Employment Lawyers Can Answer Your Employment Law Questions
Hello, my name is XXXXX XXXXX it is my pleasure to assist you with your question today. How long have you worked there for?
And what would you specifically like to know about this?
my options, what to do next?
Has the grievance been heard?
No i just raised it yesterday
what would you ideally like to achieve?
to refute their accusations and clear my name
Do you have any evidence to support that?
i have given them my response to their accusations. i have evidence of raising concerns about practice.
Ok well in these situations there is no right or wrong way to go about this and as I do not have details of the allegations or the full background it is impossible to advise on what you should say specifically to successfully clear your name. Only you know what has happened, the truth behind any allegations and what you can do to show that what you have been accused for is untrue. You would use this evidence to defend any allegations made and also I support of your complaint, which you have now raised in the form of a grievance.
In terms of your legal rights and what you can do in this situation, eventually this could potentially amount to constructive dismissal, which occurs when the following two elements are present:
A common breach by the employer occurs when it, or its employees, have broken the implied contractual term of trust and confidence. The conduct relied on could be a single act, or a series of less serious acts over a period of time, which together could be treated as serious enough (usually culminating in the 'last straw' scenario).
The affected employee would initially be expected to raise a formal grievance in order to officially bring their concerns to the employer's attention and give them an opportunity to try and resolve them. If the issues are so bad that the employee can't even face raising a grievance and going through the process, or if a grievance has been raised but has been unsuccessful, then they can consider resigning straight away.

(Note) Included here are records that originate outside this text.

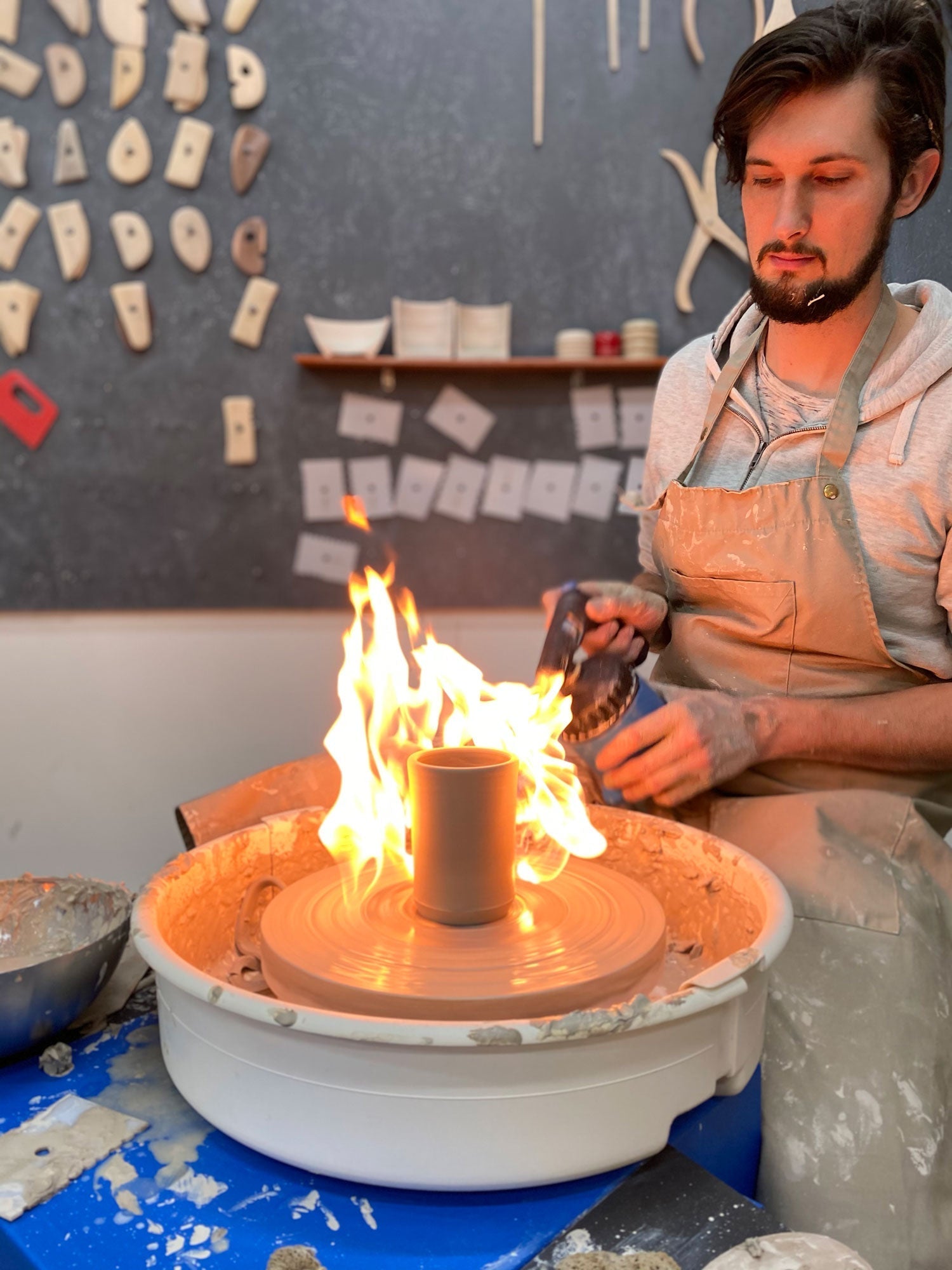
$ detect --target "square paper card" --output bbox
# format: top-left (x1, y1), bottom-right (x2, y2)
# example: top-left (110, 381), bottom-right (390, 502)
top-left (425, 384), bottom-right (496, 455)
top-left (480, 455), bottom-right (529, 521)
top-left (347, 457), bottom-right (393, 521)
top-left (434, 455), bottom-right (486, 525)
top-left (338, 392), bottom-right (404, 446)
top-left (569, 384), bottom-right (617, 450)
top-left (572, 456), bottom-right (622, 521)
top-left (301, 458), bottom-right (347, 521)
top-left (396, 455), bottom-right (452, 521)
top-left (526, 460), bottom-right (579, 525)
top-left (294, 533), bottom-right (360, 583)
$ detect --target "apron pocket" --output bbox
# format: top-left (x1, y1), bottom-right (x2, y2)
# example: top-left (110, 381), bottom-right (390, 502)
top-left (652, 566), bottom-right (796, 696)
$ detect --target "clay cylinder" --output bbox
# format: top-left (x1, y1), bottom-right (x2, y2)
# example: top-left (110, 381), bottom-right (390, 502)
top-left (409, 745), bottom-right (519, 926)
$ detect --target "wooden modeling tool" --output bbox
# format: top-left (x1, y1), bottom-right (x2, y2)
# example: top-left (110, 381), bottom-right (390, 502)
top-left (754, 0), bottom-right (764, 43)
top-left (109, 212), bottom-right (152, 271)
top-left (162, 30), bottom-right (208, 113)
top-left (169, 0), bottom-right (212, 30)
top-left (169, 207), bottom-right (212, 273)
top-left (605, 0), bottom-right (622, 71)
top-left (764, 0), bottom-right (797, 36)
top-left (109, 44), bottom-right (146, 110)
top-left (228, 278), bottom-right (281, 348)
top-left (43, 44), bottom-right (86, 105)
top-left (165, 119), bottom-right (215, 189)
top-left (661, 141), bottom-right (749, 314)
top-left (0, 279), bottom-right (43, 357)
top-left (221, 0), bottom-right (258, 36)
top-left (225, 44), bottom-right (268, 110)
top-left (53, 119), bottom-right (89, 185)
top-left (680, 0), bottom-right (704, 66)
top-left (231, 123), bottom-right (272, 194)
top-left (109, 282), bottom-right (152, 353)
top-left (48, 0), bottom-right (93, 39)
top-left (0, 194), bottom-right (43, 271)
top-left (0, 117), bottom-right (29, 189)
top-left (532, 0), bottom-right (546, 146)
top-left (96, 0), bottom-right (149, 48)
top-left (46, 198), bottom-right (93, 282)
top-left (231, 216), bottom-right (268, 277)
top-left (0, 0), bottom-right (20, 44)
top-left (221, 398), bottom-right (258, 467)
top-left (105, 119), bottom-right (152, 185)
top-left (0, 46), bottom-right (43, 97)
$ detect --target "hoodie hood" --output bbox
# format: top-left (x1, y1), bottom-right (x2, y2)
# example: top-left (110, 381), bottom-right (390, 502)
top-left (707, 281), bottom-right (952, 423)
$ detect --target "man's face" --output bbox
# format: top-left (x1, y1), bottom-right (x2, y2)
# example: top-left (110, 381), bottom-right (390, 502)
top-left (741, 79), bottom-right (894, 323)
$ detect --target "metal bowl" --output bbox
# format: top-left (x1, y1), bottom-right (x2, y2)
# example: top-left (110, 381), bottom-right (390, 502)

If resignation appears to be the only option, it must be done without unreasonable delay so as not to give an impression that the employer's breach had been accepted. Any resignation would normally be with immediate effect and without providing any notice period. It is advisable to resign in writing, stating the reasons for the resignation and that this is being treated as constructive dismissal.
Following the resignation, the option of pursuing a claim for constructive dismissal exists. This is only available to employees who have at least 2 years' continuous service. There is a time limit of 3 months from the date of resignation to submit a claim in the employment tribunal.
An alternative way out is to approach the employer on a 'without prejudice' basis (i.e. off the record) to try and discuss the possibility of leaving under a settlement agreement. Under a settlement agreement, the employee gets compensated for leaving the company and in return promises not to make any claims against the employer in the future. It is essentially a clean break, although the employer does not have to agree to it so it will be subject to negotiation. In any event, there is nothing to lose by raising this possibility with them because you cannot be treated detrimentally for suggesting it and it would not be used against you.
Just to make a final, yet important point, that constructive dismissal can be a difficult claim to win as the burden of proof is entirely on the employee to show the required elements of a claim were present. Therefore, it should only be used as a last resort.
you can still repsond here, ignore any messages about time running out
The man at Acas said just that. He also suggested that i could be protected because of the concerns i raised regarding practice. it is difficult for me to prove against some accusations because that would involve me calling them liars. i was prepared to resign today because i felt that i had no choice but i do not want to jeapordise the chance to refute their claims. You indicate that if resignation is the only option it must be done without delay? i just do not know what to do for the best.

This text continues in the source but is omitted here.